Ajay Nahata, a professor of electrical and computer engineering at the University of Utah and the Associate Dean for the Academics College of Engineering, is the leader of the study that was published in The Optical Society's journal for high impact research, Optica, and his team were able to print hidden images that are made visible when illuminated with appropriately polarized waves in the terahertz region of the electromagnetic spectrum.
"We used silver and carbon ink to print an image consisting of small rods that are about a millimeter long and a couple of hundred microns wide," said Nahata. "We found that changing the fraction of silver and carbon in each rod changes the conductivity in each rod just slightly, but visually, you can't see this modification. Passing terahertz radiation at the correct frequency and polarization through the array allows extraction of information encoded into the conductivity."

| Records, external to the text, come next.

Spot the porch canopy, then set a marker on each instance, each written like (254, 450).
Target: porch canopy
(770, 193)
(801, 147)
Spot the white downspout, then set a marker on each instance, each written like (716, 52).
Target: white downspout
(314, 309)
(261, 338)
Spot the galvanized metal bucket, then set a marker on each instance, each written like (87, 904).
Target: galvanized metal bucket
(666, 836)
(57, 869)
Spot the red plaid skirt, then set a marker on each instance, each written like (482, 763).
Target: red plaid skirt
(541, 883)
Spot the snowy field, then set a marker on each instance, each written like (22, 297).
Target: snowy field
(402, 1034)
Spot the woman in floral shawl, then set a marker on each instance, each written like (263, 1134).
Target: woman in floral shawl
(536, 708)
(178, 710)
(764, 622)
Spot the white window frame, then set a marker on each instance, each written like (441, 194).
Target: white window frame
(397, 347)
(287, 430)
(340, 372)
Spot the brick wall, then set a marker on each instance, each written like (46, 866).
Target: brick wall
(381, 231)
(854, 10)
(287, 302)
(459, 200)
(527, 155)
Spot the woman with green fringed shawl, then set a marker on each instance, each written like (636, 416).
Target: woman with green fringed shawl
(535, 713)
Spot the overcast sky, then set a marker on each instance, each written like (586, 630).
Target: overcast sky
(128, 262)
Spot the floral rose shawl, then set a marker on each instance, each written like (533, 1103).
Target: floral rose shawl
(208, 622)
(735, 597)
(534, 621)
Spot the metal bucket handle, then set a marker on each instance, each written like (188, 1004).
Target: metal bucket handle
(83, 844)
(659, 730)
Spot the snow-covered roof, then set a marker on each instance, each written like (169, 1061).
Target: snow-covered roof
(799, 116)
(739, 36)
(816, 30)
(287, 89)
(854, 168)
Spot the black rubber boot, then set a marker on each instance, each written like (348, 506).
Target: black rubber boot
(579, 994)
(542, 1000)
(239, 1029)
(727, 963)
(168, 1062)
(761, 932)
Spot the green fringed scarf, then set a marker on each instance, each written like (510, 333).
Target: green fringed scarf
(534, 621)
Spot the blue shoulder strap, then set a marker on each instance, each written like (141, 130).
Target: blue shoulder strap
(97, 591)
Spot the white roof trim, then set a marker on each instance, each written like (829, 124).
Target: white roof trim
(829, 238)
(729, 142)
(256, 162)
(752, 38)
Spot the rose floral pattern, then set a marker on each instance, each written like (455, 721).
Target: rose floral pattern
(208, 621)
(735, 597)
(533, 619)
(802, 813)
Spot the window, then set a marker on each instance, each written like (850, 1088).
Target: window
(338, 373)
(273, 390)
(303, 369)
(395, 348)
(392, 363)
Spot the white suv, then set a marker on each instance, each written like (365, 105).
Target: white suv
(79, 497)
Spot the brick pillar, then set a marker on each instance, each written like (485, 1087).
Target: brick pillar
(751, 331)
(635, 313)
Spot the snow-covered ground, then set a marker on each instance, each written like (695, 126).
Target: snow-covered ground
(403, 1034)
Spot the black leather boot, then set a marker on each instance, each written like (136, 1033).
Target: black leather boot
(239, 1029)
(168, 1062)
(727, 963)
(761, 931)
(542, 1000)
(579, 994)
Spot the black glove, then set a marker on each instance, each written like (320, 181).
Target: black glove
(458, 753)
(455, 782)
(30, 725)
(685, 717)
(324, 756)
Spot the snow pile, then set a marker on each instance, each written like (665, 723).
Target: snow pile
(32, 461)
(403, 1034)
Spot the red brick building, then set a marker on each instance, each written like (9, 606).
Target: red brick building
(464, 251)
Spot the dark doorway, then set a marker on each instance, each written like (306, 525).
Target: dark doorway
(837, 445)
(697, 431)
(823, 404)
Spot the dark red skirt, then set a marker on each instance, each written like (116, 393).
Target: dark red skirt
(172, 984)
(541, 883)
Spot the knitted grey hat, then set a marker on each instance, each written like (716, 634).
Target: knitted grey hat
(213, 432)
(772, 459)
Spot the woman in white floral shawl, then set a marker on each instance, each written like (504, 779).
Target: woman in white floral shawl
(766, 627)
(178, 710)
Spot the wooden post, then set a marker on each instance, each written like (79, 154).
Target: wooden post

The researchers were able to showcase their new method of concealing image information in a set of printed rods that all look almost identical by using the technique to conceal both grayscale and 64-color QR codes, and even embedded two QR codes into a single image, with each code viewable using a different polarization. Though the images look identical when first studied, the embedded QR code image becomes visible when viewed with terahertz radiation.
"Our very easy-to-use method can print complex patterns of rods with varying conductivity," shared Nahata. "This cannot easily be done even using a multimillion dollar nanofabrication facility. An added benefit to our technique is that it can performed very inexpensively."
The researchers are expanding their technique so the images can be interrogated with visible, rather than terahertz, wavelengths. Nahata and his team of researchers are also looking at the feasibility of developing additional capabilities that could make the embedded information even more secure.
"As we were printing these rods we saw that, in many cases, we couldn't visually tell the difference between different conductivities," said Nahata. "That led to the idea of using this to encode an image without the need for standard encryption approaches."